Bagi Wajib Pajak yang menggunakan metode saldo menurun, pada akhir masa penyusutan untuk masing-masing eks golongan harta, nilai sisa buku harta tersebut disusutkan seluruhnya (closed ended).

  1. Apabila dalam tahun 1995 atau sesudahnya atas harta eks golongan sebagaimana dimaksud pada angka 6 di atas terjadi pengalihan/penarikan harta dimiliki sebelum tahun 1995, maka penerimaan hasil pengalihan merupakan penghasilan, sedangkan nilai sisa buku harta tersebut dibebankan sebagai biaya.
  1. Penyusutan atas pengeluaran untuk memperoleh harta berwujud berupa bangunan dilakukan dengan cara yang sama atau meneruskan cara yang dipergunakan dalam tahun-tahun pajak sebelum tahun pajak 1995, yaitu dengan menggunakan metode garis lurus dengan tarif 5% dari harga nilai perolehan.(Lihat penghitungan pada lampiran II).
  1. Sesuai dengan Pasal 11 Undang-Undang Nomor 7 Tahun 1983 yang telah diubah terakhir dengan Undang-Undang Nomor 10 Tahun 1994, masa manfaat atas harta berupa bangunan tidak permanen ditetapkan selama 10 (sepuluh) tahun dan penyusutannya dilakukan dengan menggunakan metode garis lurus dengan tarif sebesar 10% dari harga perolehan.
  1. Contoh 3 :

    Harga perolehan bangunan tidak permanen 1982 Rp. 100.000.000,00
    Penyusutan s/d tahun 1994 =
    13 x 5% x Rp. 100.000.000,00
    Rp. 65.000.000,00
    ————————-
    Nilai sisa buku awal tahun pajak 1995 Rp. 35.000.000,00

    Oleh karena harta tersebut telah disusutkan selama 10 tahun atau lebih, maka jumlah nilai sisa buku pada awal tahun pajak 1995 disusutkan sekaligus.
    Penyusutan untuk tahun pajak 1995 adalah sebesar Rp. 35.000.000,00

  2. Apabila Wajib Pajak mempunyai bangunan tidak permanen sebelum tahun 1995 dan telah disusutkan kurang dari 10 (sepuluh) tahun, maka mulai tahun pajak 1995 bangunan tidak permanen tersebut disusutkan dengan menggunakan tarif 10% (sepuluh persen) dari nilai sisa bukunya.

    Contoh 4 :

    Harga perolehan bangunan tidak permanen tahun 1989 Rp. 100.000.000,00
    Penyusutan s/d tahun 1994 =
    5 x 5% x Rp. 100.000.000,00
    Rp. 25.000.000,00
    ————————-
    Nilai sisa buku awal tahun pajak 1995 Rp. 75.000.000,00

    Mulai tahun pajak 1995 nilai sisa buku tersebut disusutkan setiap tahun sebesar 10% dari Rp. 75.000.000,- atau sebesar Rp. 7.500.000,- setiap tahun sampai dengan tahun 2004.

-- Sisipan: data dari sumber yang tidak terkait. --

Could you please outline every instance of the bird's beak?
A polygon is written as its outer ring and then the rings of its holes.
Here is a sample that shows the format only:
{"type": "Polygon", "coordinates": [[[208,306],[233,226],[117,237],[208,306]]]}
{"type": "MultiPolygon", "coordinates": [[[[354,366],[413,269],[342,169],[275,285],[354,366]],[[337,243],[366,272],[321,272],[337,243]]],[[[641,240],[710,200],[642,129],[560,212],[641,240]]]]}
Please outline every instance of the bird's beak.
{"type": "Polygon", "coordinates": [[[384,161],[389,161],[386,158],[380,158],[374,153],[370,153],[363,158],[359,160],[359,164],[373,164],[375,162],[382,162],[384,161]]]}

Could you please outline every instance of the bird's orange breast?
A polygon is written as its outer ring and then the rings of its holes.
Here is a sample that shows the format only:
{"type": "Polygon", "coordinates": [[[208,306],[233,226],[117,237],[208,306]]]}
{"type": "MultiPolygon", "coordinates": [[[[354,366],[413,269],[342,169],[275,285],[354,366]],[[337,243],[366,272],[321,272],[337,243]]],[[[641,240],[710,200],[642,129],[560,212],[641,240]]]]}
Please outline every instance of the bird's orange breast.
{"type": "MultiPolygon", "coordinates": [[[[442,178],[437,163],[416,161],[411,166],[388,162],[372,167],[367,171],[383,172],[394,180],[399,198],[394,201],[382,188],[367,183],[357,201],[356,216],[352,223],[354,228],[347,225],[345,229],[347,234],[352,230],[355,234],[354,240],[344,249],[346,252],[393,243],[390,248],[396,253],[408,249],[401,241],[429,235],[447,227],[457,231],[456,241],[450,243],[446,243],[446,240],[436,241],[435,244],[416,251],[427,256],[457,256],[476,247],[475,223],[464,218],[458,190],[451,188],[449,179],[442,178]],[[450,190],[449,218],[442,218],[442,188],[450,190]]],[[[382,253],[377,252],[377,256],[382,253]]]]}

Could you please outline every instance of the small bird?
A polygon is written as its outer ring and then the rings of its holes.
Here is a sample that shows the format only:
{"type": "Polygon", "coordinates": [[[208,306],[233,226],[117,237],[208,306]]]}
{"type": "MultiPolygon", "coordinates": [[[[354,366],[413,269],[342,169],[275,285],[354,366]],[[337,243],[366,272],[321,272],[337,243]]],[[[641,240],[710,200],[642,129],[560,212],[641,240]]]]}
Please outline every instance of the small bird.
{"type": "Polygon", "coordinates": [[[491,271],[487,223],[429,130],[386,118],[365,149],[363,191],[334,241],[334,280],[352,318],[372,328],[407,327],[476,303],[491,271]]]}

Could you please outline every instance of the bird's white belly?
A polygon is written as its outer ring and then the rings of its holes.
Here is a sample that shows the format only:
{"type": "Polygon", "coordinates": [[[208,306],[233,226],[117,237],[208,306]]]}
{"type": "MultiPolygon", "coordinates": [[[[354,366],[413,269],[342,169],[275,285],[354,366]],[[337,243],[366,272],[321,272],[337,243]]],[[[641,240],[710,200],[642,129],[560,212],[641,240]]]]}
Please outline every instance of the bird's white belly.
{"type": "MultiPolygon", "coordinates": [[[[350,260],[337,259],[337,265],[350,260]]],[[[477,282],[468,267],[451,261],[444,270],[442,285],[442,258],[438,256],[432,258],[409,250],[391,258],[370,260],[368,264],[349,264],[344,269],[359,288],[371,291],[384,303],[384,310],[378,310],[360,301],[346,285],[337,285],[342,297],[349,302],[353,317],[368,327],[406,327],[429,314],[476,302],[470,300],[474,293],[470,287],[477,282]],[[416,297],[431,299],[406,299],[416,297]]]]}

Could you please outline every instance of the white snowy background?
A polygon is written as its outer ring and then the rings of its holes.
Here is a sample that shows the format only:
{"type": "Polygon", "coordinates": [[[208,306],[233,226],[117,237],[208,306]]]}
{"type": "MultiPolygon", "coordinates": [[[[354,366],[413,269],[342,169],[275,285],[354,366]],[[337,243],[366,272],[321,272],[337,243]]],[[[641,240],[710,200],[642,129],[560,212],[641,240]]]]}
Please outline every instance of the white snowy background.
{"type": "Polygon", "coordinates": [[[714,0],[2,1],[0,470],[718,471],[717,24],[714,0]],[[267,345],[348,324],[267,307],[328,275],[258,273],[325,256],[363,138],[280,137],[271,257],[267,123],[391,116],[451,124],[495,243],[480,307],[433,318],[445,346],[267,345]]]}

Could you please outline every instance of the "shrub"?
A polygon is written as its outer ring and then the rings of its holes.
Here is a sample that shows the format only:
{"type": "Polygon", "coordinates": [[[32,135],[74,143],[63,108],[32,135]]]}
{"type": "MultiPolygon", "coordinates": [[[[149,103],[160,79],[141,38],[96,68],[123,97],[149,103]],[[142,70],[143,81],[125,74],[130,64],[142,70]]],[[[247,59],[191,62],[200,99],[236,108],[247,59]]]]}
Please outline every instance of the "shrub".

Demikian untuk dilaksanakan.

DIREKTUR JENDERAL PAJAK

ttd

FUAD BAWAZIER
NIP. 060041162

Tembusan disampaikan kepada Yth. :
1. Sdr. Inspektur Jenderal Departemen Keuangan;
2. Sdr. Kepala Biro Hukum dan Humas Departemen Keuangan;
3. Sdr. Sekretaris Ditjen Pajak;
4. Sdr. Para Direktur/Kepala Pusat pada Kantor Pusat Ditjen Pajak.